As parents, one of the hardest things we have to give up is the idea and practice of control. Yes, control. Control comes when we fall back on using the old parenting paradigm, the way we were raised. We have been conditioned to be ruled by fear, and control is a natural state while operating in fear, especially for parents who have been indoctrinated to having control over their children. One of the ways we cover up our deep attachment to control is by pretending we care. Caring then becomes a great ploy and disguise of control. 

Kids who have parents who accept them as they are, and show understanding and attunement, have higher life satisfaction and better mental wellbeing throughout early, middle and late adulthood. By contrast, children whose parents used control, had significantly lower contentment and fulfillment in their adult life. 

One way to begin to discern and recognize the difference between our caring and control is to ask:

  • Is it really about me or the child?
  • Is this for me or the child?
  • Is this going to benefit me or the child?

And if you are honest, inevitably, everything comes back to the being about, for and benefitting the adult. For example:

When the child excels with great grades. 

When the parent dresses the child in an adorable outfit. 

When the child participates in extracurricular activities.

It is all about and for us.

However, there are some things that are caring for the child and not for us. They are life-affirming boundaries. Things that, if the child were to follow through on, would enhance their life experience and be beneficial for them.

What are these?

  • Less screen time and more social time 
  • Less disorganization and more organization
  • Less junk food and more healthy food
  • Less late nights and more sleep

Life-affirming boundaries have to do with sleep, hygiene, self-care, socialization and education - essentially.

Anything that blocks these from occurring - at a basic and “good enough” level - is something we can afford to care about and attempt at creating boundaries around.

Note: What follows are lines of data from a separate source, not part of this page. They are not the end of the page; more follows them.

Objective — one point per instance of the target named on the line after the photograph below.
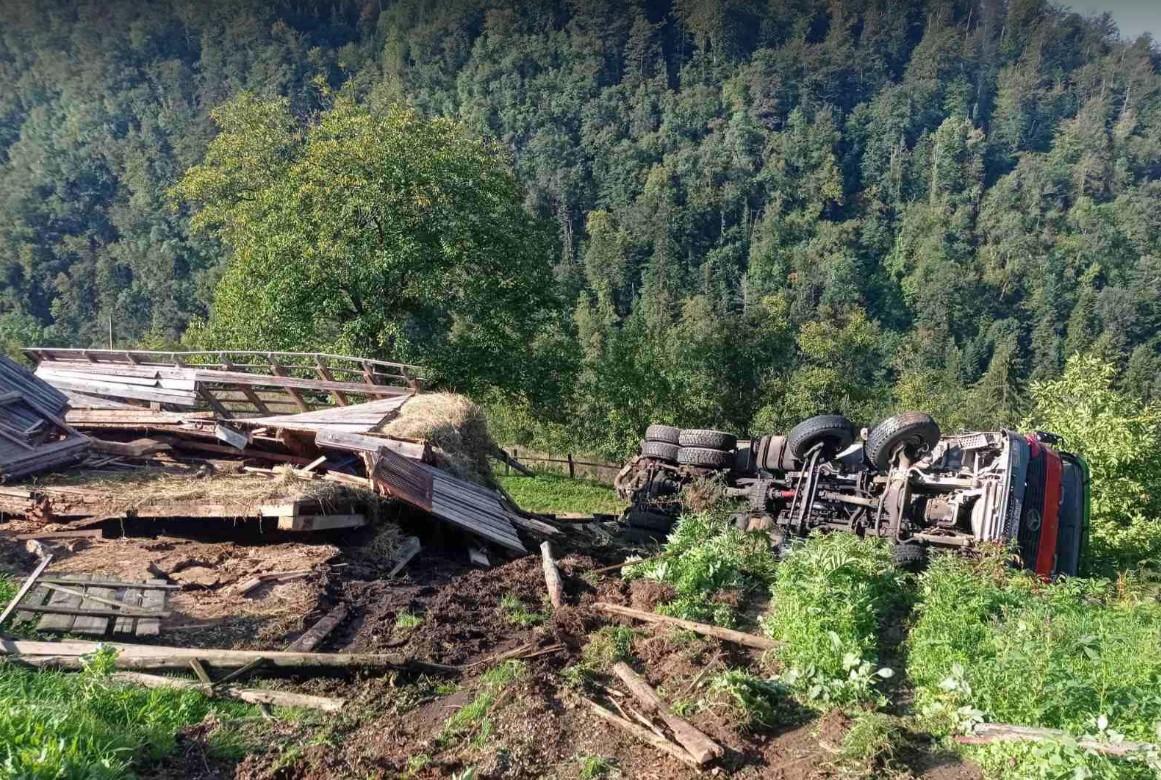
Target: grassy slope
(557, 495)
(986, 642)
(64, 724)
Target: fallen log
(314, 635)
(989, 732)
(252, 695)
(701, 748)
(26, 587)
(552, 576)
(705, 629)
(71, 655)
(642, 734)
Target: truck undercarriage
(902, 482)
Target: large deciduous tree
(382, 235)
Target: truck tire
(665, 433)
(660, 450)
(833, 431)
(706, 459)
(704, 439)
(909, 556)
(914, 431)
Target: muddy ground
(395, 726)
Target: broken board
(95, 606)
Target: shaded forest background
(757, 209)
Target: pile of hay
(131, 490)
(455, 427)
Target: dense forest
(733, 214)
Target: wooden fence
(569, 464)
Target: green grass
(997, 644)
(406, 621)
(830, 597)
(553, 493)
(754, 701)
(705, 557)
(870, 746)
(595, 767)
(471, 720)
(518, 612)
(63, 724)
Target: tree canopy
(381, 235)
(757, 209)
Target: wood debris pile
(289, 439)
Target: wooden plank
(701, 748)
(130, 597)
(175, 397)
(360, 442)
(642, 734)
(322, 521)
(150, 656)
(153, 584)
(409, 550)
(152, 599)
(36, 597)
(59, 621)
(300, 402)
(93, 623)
(315, 635)
(89, 612)
(252, 695)
(29, 582)
(553, 580)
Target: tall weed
(56, 724)
(830, 597)
(705, 557)
(997, 644)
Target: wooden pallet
(84, 605)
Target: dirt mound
(455, 427)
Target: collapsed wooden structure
(228, 382)
(34, 435)
(317, 414)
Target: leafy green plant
(518, 613)
(830, 597)
(57, 724)
(995, 643)
(704, 558)
(595, 767)
(1116, 434)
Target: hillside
(761, 209)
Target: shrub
(705, 557)
(830, 596)
(995, 643)
(1116, 434)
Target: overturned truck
(902, 481)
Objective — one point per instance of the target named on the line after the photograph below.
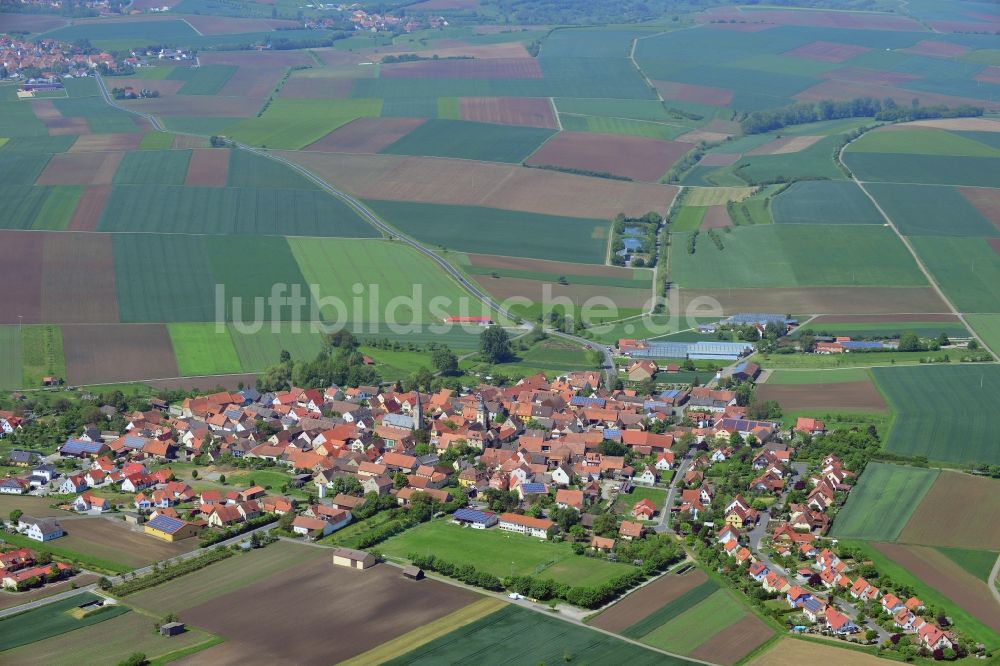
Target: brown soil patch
(317, 88)
(793, 652)
(931, 47)
(716, 217)
(366, 135)
(785, 145)
(986, 201)
(719, 159)
(639, 604)
(630, 156)
(382, 605)
(21, 275)
(117, 353)
(80, 169)
(460, 182)
(533, 112)
(956, 494)
(933, 568)
(113, 540)
(878, 319)
(688, 92)
(503, 288)
(544, 266)
(831, 300)
(847, 396)
(106, 142)
(734, 642)
(827, 51)
(78, 285)
(209, 167)
(89, 208)
(474, 68)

But how do we create boundaries in a caring and compassionate way?

I wrote a blog post about stone boundaries and sand boundaries - which one will you choose?

When you begin to go through each area of life that is causing stress, you begin to differentiate between care and control. When you detach from what others think of you as a parent, what would best work for you, what would be most convenient for you, and what would meet your needs best, and instead attune to what is truly important for the child, you are able to drop your agenda and motives.

As you begin to align with what the child truly needs from a life-affirming perspective, you begin to connect more deeply with the child. There is less conflict and more clarity. The relationship with your child will change and grow. This becomes extremely important as they grow older because once they get into their adolescent years, the stakes get higher. The foundation you built when with them when they were young, becomes most valuable. This is when life and death become real. Your child will trust you when you have shown them real care by being a parent who keeps their word while holding life-affirming boundaries with them.